Categories Analysis, Earnings, Leisure & Entertainment
What to expect when Electronic Arts (EA) reports Q4 earnings next week
For Q4, Electronic Arts has guided for net bookings to range between $1.67-1.77 billion
Shares of Electronic Arts Inc. (NASDAQ: EA) stayed green on Friday. The stock has gained 9% in the past three months. The company is slated to report its fourth quarter 2023 earnings results on Tuesday, May 9, after market close. Here’s a look at what to expect from the earnings report:
Revenue
Electronic Arts has guided for revenue of $1.70-1.80 billion in Q4 2023. Analysts are projecting revenue of $1.76 billion, which compares to $1.82 billion reported in Q4 2022. In the third quarter of 2023, revenue increased 5% year-over-year to $1.88 billion.
Earnings
EA expects net income for Q4 2023 to range between $14-55 million and EPS to range between $0.05-0.20. The consensus estimate for EPS in Q4 is $1.31. This compares to EPS of $0.80 reported in Q4 2022. In Q3 2023, EPS more than doubled YoY to $0.73.
Points to note
For the fourth quarter of 2023, Electronic Arts has guided for net bookings to range between $1.67-1.77 billion. Net bookings were $1.75 billion in the fourth quarter of 2022 and $2.34 billion in the third quarter of 2023.
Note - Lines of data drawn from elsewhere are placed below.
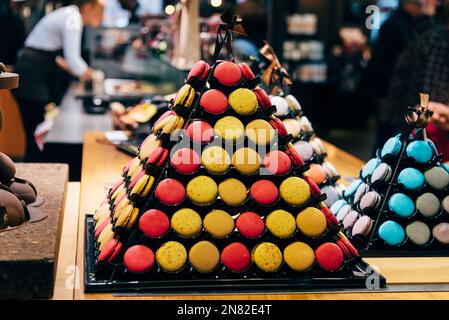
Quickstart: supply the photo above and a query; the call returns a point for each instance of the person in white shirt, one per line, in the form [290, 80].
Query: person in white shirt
[53, 45]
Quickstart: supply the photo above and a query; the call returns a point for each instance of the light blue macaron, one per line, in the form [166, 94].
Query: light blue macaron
[352, 188]
[420, 151]
[391, 147]
[337, 206]
[411, 179]
[401, 205]
[392, 233]
[369, 167]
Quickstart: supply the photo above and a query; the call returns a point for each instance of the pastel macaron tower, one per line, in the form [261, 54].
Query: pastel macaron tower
[218, 192]
[399, 203]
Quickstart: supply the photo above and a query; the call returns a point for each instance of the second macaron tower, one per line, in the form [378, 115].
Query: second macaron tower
[399, 205]
[305, 141]
[217, 193]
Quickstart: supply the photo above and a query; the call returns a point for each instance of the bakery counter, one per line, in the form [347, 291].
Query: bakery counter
[406, 277]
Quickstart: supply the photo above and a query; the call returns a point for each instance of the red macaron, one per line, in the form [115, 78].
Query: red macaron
[264, 192]
[262, 98]
[170, 192]
[277, 162]
[250, 225]
[110, 251]
[214, 101]
[200, 131]
[154, 223]
[228, 73]
[200, 70]
[329, 256]
[236, 257]
[246, 71]
[185, 161]
[138, 259]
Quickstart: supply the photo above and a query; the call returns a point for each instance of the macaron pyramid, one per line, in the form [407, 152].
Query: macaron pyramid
[399, 205]
[305, 140]
[218, 192]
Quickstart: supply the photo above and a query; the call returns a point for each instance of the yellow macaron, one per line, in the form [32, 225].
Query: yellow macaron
[281, 223]
[229, 128]
[295, 191]
[246, 161]
[216, 160]
[311, 222]
[243, 101]
[202, 190]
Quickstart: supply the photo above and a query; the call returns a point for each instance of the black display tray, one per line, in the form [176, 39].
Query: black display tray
[355, 279]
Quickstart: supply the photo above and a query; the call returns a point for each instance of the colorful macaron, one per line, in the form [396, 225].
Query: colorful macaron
[229, 128]
[281, 223]
[138, 259]
[277, 162]
[171, 256]
[392, 233]
[281, 104]
[186, 222]
[411, 179]
[246, 161]
[441, 233]
[264, 192]
[437, 178]
[204, 256]
[170, 192]
[329, 257]
[200, 131]
[363, 226]
[304, 149]
[202, 190]
[250, 225]
[311, 222]
[392, 147]
[267, 257]
[185, 161]
[228, 73]
[243, 101]
[295, 191]
[299, 256]
[260, 132]
[428, 205]
[401, 205]
[236, 257]
[420, 151]
[418, 232]
[154, 223]
[214, 101]
[219, 224]
[233, 192]
[216, 160]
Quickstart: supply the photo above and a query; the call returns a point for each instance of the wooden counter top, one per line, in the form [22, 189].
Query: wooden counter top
[102, 164]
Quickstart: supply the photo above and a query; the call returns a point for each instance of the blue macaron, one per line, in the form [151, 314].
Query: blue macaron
[392, 233]
[391, 147]
[411, 179]
[369, 167]
[420, 151]
[401, 205]
[337, 206]
[350, 191]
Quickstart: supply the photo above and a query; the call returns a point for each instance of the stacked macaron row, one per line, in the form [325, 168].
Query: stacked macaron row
[404, 208]
[309, 146]
[230, 198]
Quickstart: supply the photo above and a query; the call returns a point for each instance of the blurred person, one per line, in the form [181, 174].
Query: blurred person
[423, 67]
[413, 17]
[53, 46]
[12, 29]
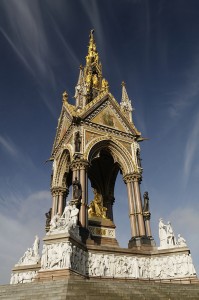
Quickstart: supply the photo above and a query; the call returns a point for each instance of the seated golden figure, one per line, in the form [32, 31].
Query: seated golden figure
[96, 208]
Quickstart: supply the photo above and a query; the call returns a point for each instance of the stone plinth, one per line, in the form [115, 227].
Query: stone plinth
[102, 231]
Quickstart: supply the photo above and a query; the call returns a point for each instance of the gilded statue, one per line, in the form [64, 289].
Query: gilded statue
[96, 208]
[95, 80]
[88, 78]
[104, 84]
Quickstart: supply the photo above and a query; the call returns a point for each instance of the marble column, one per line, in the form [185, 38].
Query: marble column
[83, 215]
[132, 206]
[138, 201]
[147, 217]
[58, 200]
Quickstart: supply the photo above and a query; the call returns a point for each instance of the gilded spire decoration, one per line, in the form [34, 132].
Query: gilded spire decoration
[80, 90]
[126, 103]
[91, 82]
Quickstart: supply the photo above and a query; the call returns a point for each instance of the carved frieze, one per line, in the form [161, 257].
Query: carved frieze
[102, 231]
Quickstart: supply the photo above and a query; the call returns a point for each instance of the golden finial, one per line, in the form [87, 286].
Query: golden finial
[91, 33]
[65, 96]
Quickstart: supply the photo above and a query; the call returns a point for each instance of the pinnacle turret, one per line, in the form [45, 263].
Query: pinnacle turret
[126, 103]
[91, 82]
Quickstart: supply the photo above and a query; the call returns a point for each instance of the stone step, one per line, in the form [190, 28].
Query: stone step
[98, 290]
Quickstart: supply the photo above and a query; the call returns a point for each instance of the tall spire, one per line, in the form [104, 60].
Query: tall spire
[80, 90]
[91, 82]
[126, 103]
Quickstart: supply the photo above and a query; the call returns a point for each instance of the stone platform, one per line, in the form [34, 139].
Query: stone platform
[95, 289]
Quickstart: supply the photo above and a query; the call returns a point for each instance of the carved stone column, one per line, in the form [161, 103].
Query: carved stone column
[79, 169]
[136, 186]
[128, 179]
[58, 194]
[147, 217]
[83, 215]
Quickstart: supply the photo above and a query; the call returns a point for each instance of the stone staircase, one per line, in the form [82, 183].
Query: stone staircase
[93, 289]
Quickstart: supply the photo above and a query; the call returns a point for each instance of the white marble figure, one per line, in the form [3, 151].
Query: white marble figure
[181, 242]
[65, 255]
[31, 256]
[23, 277]
[56, 256]
[170, 235]
[162, 233]
[35, 246]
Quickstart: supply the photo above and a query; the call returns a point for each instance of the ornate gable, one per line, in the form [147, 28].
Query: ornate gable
[106, 111]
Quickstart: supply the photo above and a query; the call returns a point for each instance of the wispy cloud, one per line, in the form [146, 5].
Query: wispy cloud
[92, 10]
[191, 149]
[186, 222]
[24, 27]
[14, 236]
[26, 34]
[10, 148]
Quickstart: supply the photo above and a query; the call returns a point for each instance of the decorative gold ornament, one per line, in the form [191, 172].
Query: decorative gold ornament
[96, 208]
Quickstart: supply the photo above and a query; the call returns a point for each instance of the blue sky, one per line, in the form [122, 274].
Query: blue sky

Electronic Arts has benefited from strong engagement and player growth driven by popular franchises like EA SPORTS FIFA. The company continues to invest in its leading franchises bringing out updates and fresh content to keep driving engagement. However, the easing of the pandemic-driven boom continues to take a toll on business and this is likely to have continued into Q4.
Last month, EA announced that The Sims 4, its latest offering from The Sims franchise, reached more than 70 million players around the world, becoming the most widely played game in the history of the franchise. The launch of new games such as WILD HEARTS are likely to have driven engagement in the latest quarter.
Electronic Arts continues to take measures to reduce costs. In Q3, operating expenses were down 3% year-over-year and on its quarterly call, the company said the actions it took in Q3 will reduce its operating expenses for the second half of the year by around $140 million.